Après avoir co-réalisé le film d’animation Les Mitchell contre les Machines, une production Sony Pictures disponible sur la plateforme Netflix, Jeff Rowe s’associe à Kyler Spears (son premier long-métrage) pour cette nouvelle aventure des frères Tortues, Ninja Turtles : Teenage Years, qui se penche sur leur adolescence et leur envie d’être accepté comme des gens normaux. Tout comme les précédentes réalisations de Sony Pictures sur l’univers de Spider-Man, ce film d’animation se démarque grâce à sa mise scène originale : un style visuel hybride (un mélange entre 2D et 3D), une animation soignée et fluide ainsi qu’une bande originale géniale et entraînante, très axée sur le rap des 90’s. Un côté nostalgique appréciable et cohérent avec les thématiques du film ainsi que l’univers des Tortues Ninja.

Côté scénario, le film nous offre une histoire assez simple et divertissante, respectant le comics et surtout le dessin animé. L’humour fonctionne, les personnages sont réussis et attachants, et le casting vocal (la VF pour ma part) est honorable. Le seul regret : le scénario est parfois trop contemporain (notamment sur les blagues et les références), l’objectif étant bien évidemment d’attirer un large public. C’est, malgré cela, une belle découverte !

14/20


BLUE BEETLE

Blue Beetle : Photo Xolo Maridueña

Fiche du film :   

Le savais-tu ? Le personnage de Blue Beetle a fait son apparition dans le premier numéro de Mystery Men Comics en 1939, sous les traits de l’archéologue Dan Garrett : celui-ci a découvert un scarabée magique à l’occasion de fouilles en Égypte.

Mon avis : 

Initialement été développé pour HBO Max, Blue Beetle a finalement eu le droit à une sortie dans les salles obscures. Seconde réalisation de Angel Manuel Soto, il s’agit du nouveau long-métrage du DC Universe (la nouvelle appellation du DCEU, dont la direction a été fraîchement reprise par James Gunn) et la toute première adaptation des aventures de ce super-héros.

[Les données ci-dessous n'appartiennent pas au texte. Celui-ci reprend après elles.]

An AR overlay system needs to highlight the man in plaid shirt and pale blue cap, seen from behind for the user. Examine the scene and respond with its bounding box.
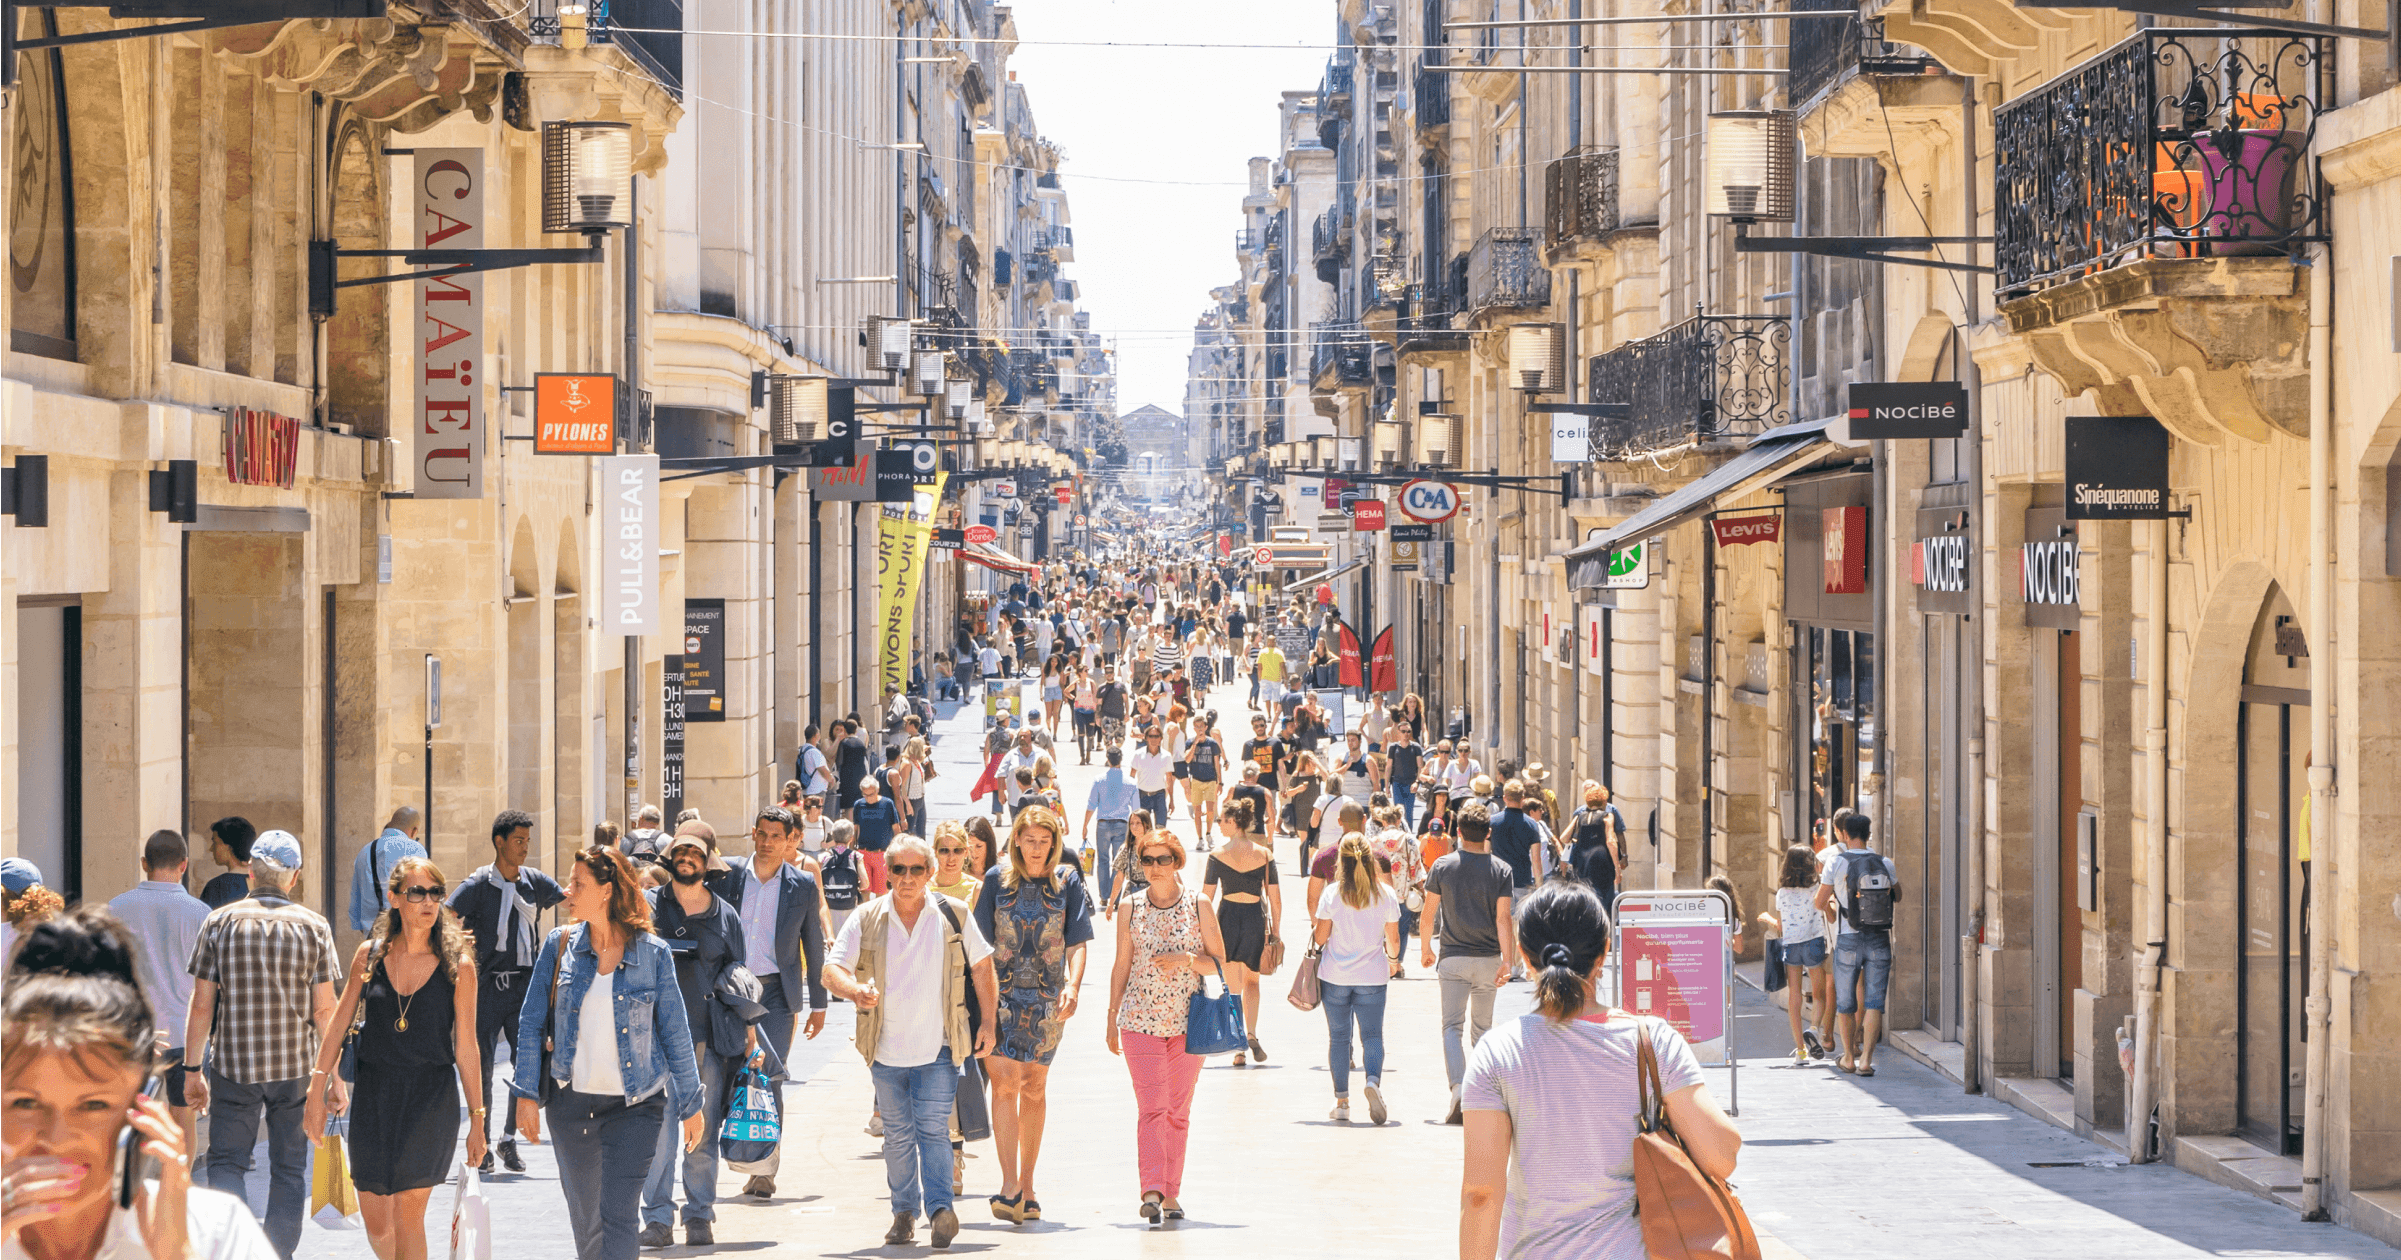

Etonnement, le film est arrivé en salles par la petite porte avec une campagne promotionnelle relativement discrète de la part de la Warner, surtout comparé à l’autre projet de l’été : Barbie.

Côté scénario, Angel Manuel Soto opte pour une origin-story très classique et qui n’échappe malheureusement pas aux clichés du registre, notamment le méchant qui n’a absolument rien d’original et n’est qu’un prétexte pour combler cette histoire assez creuse, ainsi qu’à de nombreuses situations grotesques. Pour autant, grâce à l’énergie du protagoniste, à son entourage très attachant ainsi qu’un clin joli clin d’œil à la communauté hispanique, Blue Beetle demeure tout de même un divertissement honnête, nettement supérieur aux précédents Shazam, bien rythmé et qui nous fait découvrir avec beaucoup de légèreté ce nouveau super-héros.

Côté mise en scène, Blue Beetle inaugure Palmera City, la nouvelle ville de l’univers DC très colorée avec des touches futuristes. Les décors sont immersifs et soignés, accompagnés de bons effets spéciaux et des scènes de combats captivantes. Enfin, la distribution est portée par Xolo Maridueña qui nous offre une interprétation honorable de Blue Beetle.